A fama de que gozava Bernardo José Dinis, o célebre facínora que dava pela doce alcunha de Papa-Açúcar de que tratamos na efeméride de ontem, não lhe vinha só do seu lado perverso. Como acontecia com outros fora-da-lei do seu tempo, a sua fama tinha lado de romântico, alimentado por histórias que dele se contavam. Uma dela, que revela que o Papa-Açúcar tinha também seus rasgos de filantropia, passou-se numa freguesia de Braga e foi contada pelo jornal Universal, daquela terra, e recontada pelo Religião e Pátria, aquando da sua prisão em Agosto de 1890.
Ei-la:

Uma anedota do Papa-Açúcar
O “Universal”, de Braga, conta a seguinte a propósito da recente prisão daquele famigerado larápio, que, pelo que se vê, tem também seus rasgos de filantropia:
“Há tempos vagueava ele, como de costume, por uma das freguesias deste concelho, quando lhe sucedeu encontrar duas mulheres que clamavam indignadas contra o pároco da freguesia, por este se ter recusado a baptizar uma criança do tenra idade que uma delas conduzia.
Pela conversa que ouviu à- mulheres compreendeu ele que o padre tal havia feito por falta de padrinho, e que os pais da criança eram tão pobres e miseráveis que não tinham encontrado quem a isso se quisesse prestar.
Dirigiu-se então às mulheres dizendo lhes que por falta de padrinho não havia a criança de ficar por baptizar; que voltassem para a igreja, porque o padrinho havia ele de o ser.
As mulherzinhas agradeceram-lhe comovidas e foram novamente apresentar-se ao pároco, que vendo o padrinho e reconhecendo-o, se prestou, sem observações e sem delongas a ministrar o sacramento à criança.
Finda a cerimónia, e depois de feito o competente registo, puxou o Papa-Açúcar pela bolsa para pagar o que em tais ocasiões é de costume dar-se ao pároco, paga que este se recusou a aceitar, dizendo que por ser ao sr.

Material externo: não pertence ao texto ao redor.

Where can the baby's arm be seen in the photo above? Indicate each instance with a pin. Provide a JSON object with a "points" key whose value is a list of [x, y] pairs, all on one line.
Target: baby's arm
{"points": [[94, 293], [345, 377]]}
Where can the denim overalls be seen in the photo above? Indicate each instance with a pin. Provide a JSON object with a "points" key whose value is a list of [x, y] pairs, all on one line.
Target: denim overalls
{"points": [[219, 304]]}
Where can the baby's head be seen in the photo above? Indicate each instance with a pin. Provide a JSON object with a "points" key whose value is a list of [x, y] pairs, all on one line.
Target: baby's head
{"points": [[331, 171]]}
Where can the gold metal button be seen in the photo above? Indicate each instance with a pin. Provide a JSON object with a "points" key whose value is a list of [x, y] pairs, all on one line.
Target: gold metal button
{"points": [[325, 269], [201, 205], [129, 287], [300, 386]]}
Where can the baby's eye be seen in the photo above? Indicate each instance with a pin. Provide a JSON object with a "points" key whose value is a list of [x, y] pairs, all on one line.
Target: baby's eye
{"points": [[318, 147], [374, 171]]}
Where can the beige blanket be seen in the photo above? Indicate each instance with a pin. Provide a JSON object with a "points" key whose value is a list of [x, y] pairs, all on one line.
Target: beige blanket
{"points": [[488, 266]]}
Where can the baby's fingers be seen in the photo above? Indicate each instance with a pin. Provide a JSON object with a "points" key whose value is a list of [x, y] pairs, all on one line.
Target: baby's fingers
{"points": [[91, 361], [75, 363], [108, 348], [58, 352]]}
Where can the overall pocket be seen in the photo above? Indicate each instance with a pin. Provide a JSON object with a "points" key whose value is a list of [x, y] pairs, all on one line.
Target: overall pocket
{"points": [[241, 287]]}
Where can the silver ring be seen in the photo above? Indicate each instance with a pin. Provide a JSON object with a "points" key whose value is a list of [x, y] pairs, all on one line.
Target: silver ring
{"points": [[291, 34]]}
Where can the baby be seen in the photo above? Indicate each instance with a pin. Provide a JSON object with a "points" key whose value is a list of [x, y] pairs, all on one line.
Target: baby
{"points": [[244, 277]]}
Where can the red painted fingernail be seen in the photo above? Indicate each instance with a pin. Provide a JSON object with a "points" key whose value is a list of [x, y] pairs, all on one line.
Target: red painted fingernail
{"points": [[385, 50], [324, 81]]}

Pereirinha nada lhe custava.
Ele, porém, forçou o pároco a receber o dinheiro, depois do que acompanhou até fora da igreja as duas mulheres, às quais ordenou que o esperassem no mesmo lugar onde o tinham encontrado.
Feito isto, voltou à igreja e, chegando-se ao padre, disse-lhe:
— Preciso já de dez libras e sei que o senhor mas pode arranjar com facilidade.
O padre respondeu-lhe que sentia não poder satisfazer-lhe tal pedido, por não ter em ser poder a quantia exigida.
Ele retrucou-lhe:
— Se não tem, mande-a pedir emprestada, porque sem ela não sairei daqui.
O padre, vendo que não havia meio de se ver livra dele, chegou-se então à porta da sacristia e chamou por um criado a quem encarregou de ir buscar cinco libras que tinha em casa e de pedir emprestadas outras cinco a um vizinho.
Pouco depois, voltou o criado com o dinheiro.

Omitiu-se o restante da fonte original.